A high-pitched scream echoed down the cavernous and dark halls of the ship. The metal bulkheads seemed to capture and prolong the dying reverberations. There was silence and then a long drawn-out howl filled the vacuum.
Two men sat outside the heavy doors of the interrogation room. Only a thin blaststeel barrier separated them from the very human sounds of torment and despair.
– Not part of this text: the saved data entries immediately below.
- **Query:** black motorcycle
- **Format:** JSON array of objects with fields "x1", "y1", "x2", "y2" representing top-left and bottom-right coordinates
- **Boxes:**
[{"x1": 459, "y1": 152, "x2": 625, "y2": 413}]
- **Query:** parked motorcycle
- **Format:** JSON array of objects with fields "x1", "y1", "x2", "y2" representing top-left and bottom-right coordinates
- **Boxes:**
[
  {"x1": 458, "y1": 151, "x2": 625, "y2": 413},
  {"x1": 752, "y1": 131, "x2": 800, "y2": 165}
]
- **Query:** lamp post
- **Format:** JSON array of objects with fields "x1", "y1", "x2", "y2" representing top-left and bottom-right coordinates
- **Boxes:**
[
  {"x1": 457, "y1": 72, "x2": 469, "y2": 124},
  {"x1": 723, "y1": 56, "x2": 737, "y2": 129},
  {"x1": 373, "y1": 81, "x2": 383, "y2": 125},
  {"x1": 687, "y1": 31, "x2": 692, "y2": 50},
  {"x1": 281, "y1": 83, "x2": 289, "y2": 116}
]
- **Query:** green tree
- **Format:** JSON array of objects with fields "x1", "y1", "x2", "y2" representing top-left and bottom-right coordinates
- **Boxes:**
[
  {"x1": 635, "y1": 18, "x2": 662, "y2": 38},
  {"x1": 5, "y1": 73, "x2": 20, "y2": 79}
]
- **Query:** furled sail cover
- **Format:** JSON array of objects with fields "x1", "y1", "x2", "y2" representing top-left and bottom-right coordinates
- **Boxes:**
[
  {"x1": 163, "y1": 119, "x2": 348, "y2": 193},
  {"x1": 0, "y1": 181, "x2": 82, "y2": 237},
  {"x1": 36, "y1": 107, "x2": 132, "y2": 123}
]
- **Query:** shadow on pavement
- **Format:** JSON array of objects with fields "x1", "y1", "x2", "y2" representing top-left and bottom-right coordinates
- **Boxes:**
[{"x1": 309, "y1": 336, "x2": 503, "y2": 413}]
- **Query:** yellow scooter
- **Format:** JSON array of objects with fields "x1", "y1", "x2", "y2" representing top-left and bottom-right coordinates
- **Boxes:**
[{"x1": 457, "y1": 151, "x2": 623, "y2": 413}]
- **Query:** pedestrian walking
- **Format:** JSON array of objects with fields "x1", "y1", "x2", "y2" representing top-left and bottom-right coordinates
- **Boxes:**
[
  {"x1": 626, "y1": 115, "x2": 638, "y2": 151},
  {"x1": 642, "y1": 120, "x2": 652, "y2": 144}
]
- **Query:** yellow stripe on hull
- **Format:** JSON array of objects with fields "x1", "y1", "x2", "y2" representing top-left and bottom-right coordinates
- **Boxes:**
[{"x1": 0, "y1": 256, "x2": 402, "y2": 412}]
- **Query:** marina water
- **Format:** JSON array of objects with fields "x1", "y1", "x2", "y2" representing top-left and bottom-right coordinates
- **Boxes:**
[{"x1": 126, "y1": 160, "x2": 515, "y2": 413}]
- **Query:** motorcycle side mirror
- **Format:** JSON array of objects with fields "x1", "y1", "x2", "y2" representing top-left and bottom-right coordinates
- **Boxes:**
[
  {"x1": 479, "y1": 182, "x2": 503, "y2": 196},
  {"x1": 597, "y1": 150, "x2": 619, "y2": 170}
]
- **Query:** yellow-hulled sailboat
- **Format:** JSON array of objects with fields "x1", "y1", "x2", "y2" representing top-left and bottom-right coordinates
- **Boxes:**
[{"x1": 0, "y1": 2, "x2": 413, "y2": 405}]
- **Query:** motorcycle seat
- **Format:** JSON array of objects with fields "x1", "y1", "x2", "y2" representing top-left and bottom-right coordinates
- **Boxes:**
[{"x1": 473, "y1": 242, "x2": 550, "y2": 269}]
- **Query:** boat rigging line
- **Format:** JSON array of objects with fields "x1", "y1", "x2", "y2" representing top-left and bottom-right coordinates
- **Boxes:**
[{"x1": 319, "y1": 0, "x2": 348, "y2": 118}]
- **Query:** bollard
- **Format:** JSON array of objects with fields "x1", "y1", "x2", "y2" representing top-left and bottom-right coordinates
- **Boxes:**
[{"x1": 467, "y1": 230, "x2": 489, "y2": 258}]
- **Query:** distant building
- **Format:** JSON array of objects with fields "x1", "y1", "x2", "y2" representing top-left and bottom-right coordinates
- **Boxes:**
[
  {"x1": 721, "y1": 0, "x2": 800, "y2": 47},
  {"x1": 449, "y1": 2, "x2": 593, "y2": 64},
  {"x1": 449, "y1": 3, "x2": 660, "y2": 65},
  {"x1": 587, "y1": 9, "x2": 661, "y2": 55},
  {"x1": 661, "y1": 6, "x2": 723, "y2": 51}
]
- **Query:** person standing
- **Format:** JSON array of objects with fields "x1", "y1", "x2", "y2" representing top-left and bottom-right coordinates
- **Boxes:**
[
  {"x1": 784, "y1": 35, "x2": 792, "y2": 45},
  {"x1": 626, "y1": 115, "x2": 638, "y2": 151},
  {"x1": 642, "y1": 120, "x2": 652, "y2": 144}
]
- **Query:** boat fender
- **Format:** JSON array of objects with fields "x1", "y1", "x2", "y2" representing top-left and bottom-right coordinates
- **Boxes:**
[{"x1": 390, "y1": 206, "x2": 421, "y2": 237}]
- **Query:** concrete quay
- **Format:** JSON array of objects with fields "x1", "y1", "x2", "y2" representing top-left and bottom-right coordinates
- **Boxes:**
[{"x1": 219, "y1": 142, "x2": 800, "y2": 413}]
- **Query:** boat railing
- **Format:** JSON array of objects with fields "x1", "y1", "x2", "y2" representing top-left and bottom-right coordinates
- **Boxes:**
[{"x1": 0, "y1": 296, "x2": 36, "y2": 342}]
The next scream came and Rilk flinched. He looked over at Valon who sat with his eyes closed.
“This is monstrous.”
Valon said nothing.
The screaming stopped. Rilk knew it was just a matter of seconds before the man strapped into the chair in the next room would have the strength to draw enough breath to cry out again. He braced for it as if for a blow.
When the roar of anguish finally came, Rilk got to his feet.
“It has to be stopped.”
Valon, still with his eyes closed, said, “I don’t think you should interfere.”
Rilk snorted and slammed his fist against the door.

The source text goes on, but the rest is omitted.